Le 14 juin 2025, le président iranien Massoud Pezeshkian a confirmé lors d’une conversation téléphonique avec le président russe Vladimir Poutine que Téhéran ne cherchait pas à développer des armes nucléaires.
« La République islamique d'Iran a toujours déclaré qu'elle ne cherchait pas à acquérir l'arme nucléaire et qu'elle était toujours prête à fournir des garanties sur cette question aux organismes internationaux compétents », — Al Jazeera cite Pezeshkian.
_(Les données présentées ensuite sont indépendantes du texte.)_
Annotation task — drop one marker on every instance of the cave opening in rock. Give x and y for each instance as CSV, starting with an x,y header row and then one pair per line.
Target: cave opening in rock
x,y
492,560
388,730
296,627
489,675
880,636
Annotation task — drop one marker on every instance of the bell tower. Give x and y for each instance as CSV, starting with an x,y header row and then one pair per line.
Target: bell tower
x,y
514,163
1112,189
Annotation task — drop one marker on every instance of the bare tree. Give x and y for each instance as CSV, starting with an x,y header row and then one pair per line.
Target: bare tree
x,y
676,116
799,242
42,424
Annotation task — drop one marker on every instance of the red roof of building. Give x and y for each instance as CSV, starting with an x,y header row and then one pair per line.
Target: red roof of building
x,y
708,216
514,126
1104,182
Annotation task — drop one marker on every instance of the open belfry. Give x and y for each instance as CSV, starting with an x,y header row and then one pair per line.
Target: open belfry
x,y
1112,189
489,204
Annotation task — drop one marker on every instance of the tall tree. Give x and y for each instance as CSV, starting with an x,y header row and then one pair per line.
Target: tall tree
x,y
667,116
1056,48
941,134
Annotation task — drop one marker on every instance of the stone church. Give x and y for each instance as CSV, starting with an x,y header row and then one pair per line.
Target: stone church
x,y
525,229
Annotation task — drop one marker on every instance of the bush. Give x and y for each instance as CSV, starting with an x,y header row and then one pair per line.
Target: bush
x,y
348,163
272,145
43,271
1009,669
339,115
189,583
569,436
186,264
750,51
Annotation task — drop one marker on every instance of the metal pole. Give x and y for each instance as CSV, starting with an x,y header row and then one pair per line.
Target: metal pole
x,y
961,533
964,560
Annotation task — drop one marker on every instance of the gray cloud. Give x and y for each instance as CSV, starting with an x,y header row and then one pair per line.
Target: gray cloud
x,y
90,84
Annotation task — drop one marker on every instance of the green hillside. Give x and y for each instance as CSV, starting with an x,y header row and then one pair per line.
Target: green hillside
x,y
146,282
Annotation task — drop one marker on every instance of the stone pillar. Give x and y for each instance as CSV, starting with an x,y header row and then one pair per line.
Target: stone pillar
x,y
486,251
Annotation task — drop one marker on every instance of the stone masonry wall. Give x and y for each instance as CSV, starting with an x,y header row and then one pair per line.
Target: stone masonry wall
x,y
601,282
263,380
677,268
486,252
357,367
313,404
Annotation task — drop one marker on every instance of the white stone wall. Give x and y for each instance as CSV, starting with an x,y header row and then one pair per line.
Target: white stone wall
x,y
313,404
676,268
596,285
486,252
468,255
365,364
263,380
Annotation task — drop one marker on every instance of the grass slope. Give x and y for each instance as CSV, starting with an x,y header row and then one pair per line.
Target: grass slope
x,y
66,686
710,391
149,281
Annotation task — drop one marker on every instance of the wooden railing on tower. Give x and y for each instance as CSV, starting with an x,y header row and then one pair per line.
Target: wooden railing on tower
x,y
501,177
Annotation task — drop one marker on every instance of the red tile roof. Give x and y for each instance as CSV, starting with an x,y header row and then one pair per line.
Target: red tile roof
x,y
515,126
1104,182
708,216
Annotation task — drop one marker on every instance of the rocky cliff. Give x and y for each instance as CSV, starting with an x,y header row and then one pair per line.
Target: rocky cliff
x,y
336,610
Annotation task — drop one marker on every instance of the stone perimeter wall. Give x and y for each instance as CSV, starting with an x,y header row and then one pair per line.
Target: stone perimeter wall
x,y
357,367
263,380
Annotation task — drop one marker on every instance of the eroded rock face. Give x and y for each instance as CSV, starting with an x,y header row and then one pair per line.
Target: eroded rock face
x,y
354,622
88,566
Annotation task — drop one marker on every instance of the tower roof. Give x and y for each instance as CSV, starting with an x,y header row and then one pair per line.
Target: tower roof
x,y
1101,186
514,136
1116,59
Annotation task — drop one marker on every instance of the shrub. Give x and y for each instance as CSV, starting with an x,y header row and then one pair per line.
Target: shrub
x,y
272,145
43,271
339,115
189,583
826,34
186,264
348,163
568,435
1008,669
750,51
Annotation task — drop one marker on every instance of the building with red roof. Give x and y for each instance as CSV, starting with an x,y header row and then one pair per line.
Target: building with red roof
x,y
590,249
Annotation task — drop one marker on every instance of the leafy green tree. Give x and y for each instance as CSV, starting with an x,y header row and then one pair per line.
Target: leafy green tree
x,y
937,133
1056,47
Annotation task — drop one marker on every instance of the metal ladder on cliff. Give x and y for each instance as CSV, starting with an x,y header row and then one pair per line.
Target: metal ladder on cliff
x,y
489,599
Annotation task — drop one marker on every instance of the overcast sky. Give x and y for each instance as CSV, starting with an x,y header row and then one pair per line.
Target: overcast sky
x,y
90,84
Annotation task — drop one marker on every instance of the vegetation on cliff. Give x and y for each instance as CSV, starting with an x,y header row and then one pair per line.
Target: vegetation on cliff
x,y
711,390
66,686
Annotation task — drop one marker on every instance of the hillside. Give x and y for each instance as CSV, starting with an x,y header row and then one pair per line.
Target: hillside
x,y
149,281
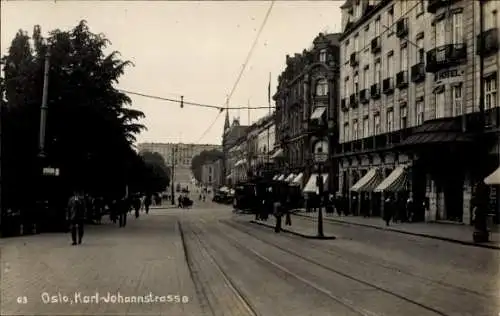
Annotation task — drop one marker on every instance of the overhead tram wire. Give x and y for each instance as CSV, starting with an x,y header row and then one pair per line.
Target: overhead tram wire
x,y
184,102
240,75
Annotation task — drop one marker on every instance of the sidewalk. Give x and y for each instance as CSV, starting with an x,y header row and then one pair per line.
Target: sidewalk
x,y
456,233
301,228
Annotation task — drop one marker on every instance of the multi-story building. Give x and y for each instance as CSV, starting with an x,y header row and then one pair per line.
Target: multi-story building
x,y
410,88
178,155
211,174
306,103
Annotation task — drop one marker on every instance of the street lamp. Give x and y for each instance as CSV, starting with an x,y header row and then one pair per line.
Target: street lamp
x,y
320,155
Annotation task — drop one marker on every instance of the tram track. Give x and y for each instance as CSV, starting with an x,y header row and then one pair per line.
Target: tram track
x,y
250,232
386,265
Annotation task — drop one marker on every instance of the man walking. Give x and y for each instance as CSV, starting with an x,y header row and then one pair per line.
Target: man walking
x,y
76,216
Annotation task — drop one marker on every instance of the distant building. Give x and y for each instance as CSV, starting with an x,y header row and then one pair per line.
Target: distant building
x,y
211,174
180,155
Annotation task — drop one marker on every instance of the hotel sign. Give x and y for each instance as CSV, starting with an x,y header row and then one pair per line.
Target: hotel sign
x,y
448,76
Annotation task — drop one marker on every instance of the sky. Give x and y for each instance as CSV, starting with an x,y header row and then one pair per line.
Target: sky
x,y
193,49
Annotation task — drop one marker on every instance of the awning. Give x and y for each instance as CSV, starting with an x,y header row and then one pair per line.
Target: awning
x,y
278,153
395,182
312,186
318,112
298,179
368,182
240,162
494,178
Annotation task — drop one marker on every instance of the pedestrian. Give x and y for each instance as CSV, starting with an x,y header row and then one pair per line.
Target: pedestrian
x,y
388,210
76,216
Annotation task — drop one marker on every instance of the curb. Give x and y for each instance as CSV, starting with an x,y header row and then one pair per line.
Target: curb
x,y
295,233
456,241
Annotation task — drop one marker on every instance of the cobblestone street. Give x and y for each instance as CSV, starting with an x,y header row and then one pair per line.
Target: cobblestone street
x,y
209,261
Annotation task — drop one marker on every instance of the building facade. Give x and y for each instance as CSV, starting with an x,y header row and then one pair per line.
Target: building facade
x,y
211,174
306,104
410,88
178,155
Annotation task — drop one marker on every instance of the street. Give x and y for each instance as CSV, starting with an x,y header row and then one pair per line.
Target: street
x,y
210,261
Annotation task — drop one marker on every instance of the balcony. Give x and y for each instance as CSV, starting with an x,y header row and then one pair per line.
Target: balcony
x,y
364,97
418,72
402,79
375,91
434,5
376,45
446,56
353,100
402,28
353,60
491,40
388,86
344,105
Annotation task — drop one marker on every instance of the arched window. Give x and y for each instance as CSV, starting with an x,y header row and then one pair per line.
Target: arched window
x,y
322,87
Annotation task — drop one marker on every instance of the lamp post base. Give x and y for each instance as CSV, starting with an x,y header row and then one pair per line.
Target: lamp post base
x,y
481,236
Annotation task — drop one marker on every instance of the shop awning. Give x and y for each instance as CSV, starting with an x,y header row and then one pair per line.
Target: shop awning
x,y
494,178
318,112
278,153
312,185
395,182
298,179
368,182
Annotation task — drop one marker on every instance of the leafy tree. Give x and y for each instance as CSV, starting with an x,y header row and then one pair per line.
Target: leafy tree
x,y
90,126
204,157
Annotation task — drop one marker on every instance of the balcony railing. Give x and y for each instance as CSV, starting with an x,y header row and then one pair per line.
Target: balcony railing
x,y
491,40
375,91
353,100
418,72
434,5
402,79
445,56
388,85
353,60
376,45
402,27
364,96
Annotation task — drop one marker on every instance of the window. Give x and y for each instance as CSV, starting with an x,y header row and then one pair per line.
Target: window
x,y
365,127
419,115
356,84
439,104
377,73
390,21
366,78
322,87
376,124
390,65
457,100
346,132
322,56
355,129
390,120
404,58
420,7
458,37
421,51
404,117
490,93
377,26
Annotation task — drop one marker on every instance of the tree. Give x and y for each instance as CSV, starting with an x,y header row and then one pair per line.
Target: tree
x,y
90,126
157,174
204,157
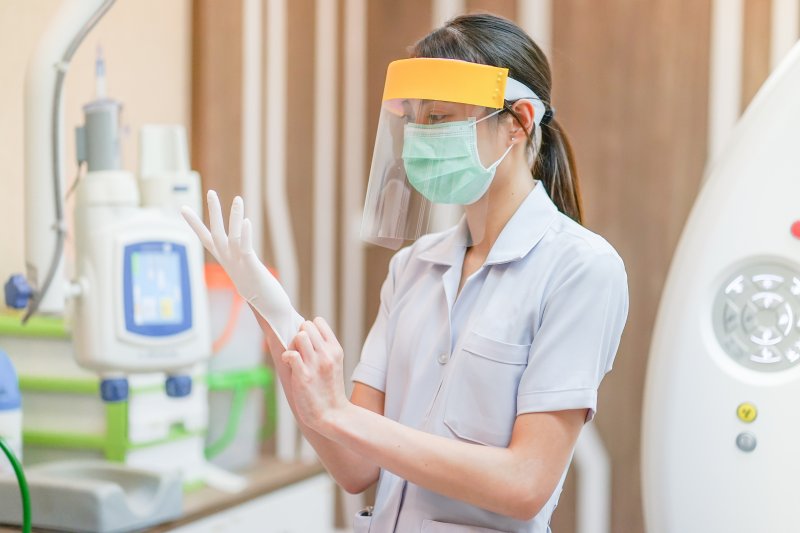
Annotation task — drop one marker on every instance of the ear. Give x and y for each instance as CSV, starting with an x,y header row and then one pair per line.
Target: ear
x,y
525,112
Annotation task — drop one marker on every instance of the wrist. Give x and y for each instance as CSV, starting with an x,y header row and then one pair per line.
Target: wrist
x,y
335,420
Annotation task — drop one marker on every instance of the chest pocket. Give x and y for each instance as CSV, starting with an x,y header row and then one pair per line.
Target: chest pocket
x,y
482,398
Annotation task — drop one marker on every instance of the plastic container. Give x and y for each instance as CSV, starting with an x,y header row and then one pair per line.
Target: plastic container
x,y
238,339
241,415
65,418
10,412
241,387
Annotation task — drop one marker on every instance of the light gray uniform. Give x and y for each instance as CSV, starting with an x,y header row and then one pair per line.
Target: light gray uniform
x,y
534,329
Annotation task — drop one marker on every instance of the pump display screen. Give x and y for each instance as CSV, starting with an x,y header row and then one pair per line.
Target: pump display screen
x,y
157,296
156,278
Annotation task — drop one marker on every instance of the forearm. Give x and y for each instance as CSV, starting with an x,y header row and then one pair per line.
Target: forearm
x,y
350,470
499,480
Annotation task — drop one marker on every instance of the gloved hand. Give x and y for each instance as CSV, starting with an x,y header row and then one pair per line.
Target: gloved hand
x,y
234,252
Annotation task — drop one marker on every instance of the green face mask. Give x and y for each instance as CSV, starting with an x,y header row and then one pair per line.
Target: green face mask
x,y
442,162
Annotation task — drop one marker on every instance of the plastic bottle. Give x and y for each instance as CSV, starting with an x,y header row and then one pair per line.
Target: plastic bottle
x,y
10,412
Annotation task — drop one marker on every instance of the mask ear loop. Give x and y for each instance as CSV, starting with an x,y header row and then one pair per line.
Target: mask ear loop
x,y
494,165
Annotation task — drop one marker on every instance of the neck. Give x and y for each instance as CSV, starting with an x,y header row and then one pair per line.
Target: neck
x,y
504,198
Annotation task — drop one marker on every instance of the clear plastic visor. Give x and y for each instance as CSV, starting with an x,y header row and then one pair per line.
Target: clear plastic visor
x,y
432,161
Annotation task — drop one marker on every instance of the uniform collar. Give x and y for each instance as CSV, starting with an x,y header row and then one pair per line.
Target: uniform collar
x,y
522,232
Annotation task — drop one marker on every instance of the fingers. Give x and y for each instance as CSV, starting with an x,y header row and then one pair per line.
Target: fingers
x,y
235,219
313,334
199,228
324,329
215,222
246,245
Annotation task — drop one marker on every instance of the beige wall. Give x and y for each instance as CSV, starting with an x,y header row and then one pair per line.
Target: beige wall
x,y
147,48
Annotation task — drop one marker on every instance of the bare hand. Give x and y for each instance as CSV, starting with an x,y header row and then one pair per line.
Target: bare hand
x,y
316,359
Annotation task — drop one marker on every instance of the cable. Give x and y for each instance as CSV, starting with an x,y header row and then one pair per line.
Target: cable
x,y
59,228
23,486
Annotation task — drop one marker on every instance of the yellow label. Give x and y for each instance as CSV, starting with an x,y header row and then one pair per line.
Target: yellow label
x,y
746,412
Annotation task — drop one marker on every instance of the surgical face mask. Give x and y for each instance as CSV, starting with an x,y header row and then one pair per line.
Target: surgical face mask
x,y
442,162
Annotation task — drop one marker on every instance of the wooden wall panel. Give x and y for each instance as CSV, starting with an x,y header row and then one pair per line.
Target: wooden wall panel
x,y
392,28
756,47
217,96
503,8
300,139
632,93
630,88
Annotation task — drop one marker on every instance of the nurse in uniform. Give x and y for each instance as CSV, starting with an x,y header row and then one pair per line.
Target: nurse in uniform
x,y
492,337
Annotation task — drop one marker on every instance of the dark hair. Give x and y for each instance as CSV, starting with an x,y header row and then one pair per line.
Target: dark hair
x,y
493,40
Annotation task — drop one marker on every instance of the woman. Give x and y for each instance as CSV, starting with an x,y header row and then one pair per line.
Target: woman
x,y
492,337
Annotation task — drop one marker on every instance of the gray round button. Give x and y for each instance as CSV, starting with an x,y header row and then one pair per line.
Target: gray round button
x,y
746,442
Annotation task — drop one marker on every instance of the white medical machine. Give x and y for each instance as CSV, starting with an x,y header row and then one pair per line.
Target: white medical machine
x,y
137,298
721,430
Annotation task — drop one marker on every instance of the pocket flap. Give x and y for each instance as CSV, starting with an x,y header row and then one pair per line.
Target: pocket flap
x,y
499,351
431,526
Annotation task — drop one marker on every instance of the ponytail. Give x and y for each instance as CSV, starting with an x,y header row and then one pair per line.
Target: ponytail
x,y
555,167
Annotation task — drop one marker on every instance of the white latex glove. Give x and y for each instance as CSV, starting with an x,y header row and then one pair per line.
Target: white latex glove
x,y
252,279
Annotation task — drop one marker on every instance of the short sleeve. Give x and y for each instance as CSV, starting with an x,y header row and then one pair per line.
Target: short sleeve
x,y
371,369
578,336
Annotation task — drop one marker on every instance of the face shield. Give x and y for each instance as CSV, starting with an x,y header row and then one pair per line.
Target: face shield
x,y
438,142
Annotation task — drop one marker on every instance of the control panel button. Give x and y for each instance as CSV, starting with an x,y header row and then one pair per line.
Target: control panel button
x,y
746,442
746,412
796,229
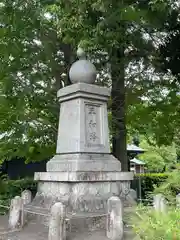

Cette déclaration intervient dans un contexte de forte escalade du conflit avec Israël, qui a débuté après l'opération israélienne Lion Rising dans la nuit du 13 juin, qui visait l'infrastructure nucléaire et militaire de l'Iran.
Selon Reuters et la BBC, l'armée de l'air israélienne a frappé plus de 100 cibles, dont l'usine d'enrichissement d'uranium de Natanz et le quartier général du Corps des gardiens de la révolution islamique (CGRI) à Téhéran. L'attaque a tué 78 personnes, dont le commandant du CGRI Hossein Salami et des scientifiques nucléaires comme Fereydoon Abbasi, et blessé 329 personnes, principalement des civils. Les autorités iraniennes ont signalé une fuite radioactive localisée dans une section souterraine de l'usine de Natanz, mais l'AIEA a nié toute menace de contamination radioactive. L'Iran a riposté par l'opération True Promise 3, lançant plus de 200 missiles balistiques, dont le missile hypersonique Fatah-1, sur Israël. L'armée israélienne a déclaré que la plupart des roquettes avaient été interceptées avec le soutien des États-Unis, mais des impacts ont été enregistrés à Tel-Aviv et Ramat Gan, blessant 73 personnes, dont trois tuées.
La déclaration de Pezeschkian sur la politique nucléaire de l'Iran confirme sa position exprimée plus tôt lors d'une réunion avec le directeur général de l'AIEA, Rafael Grossi, le 14 novembre 2024, où il a souligné la nature pacifique du programme nucléaire de Téhéran.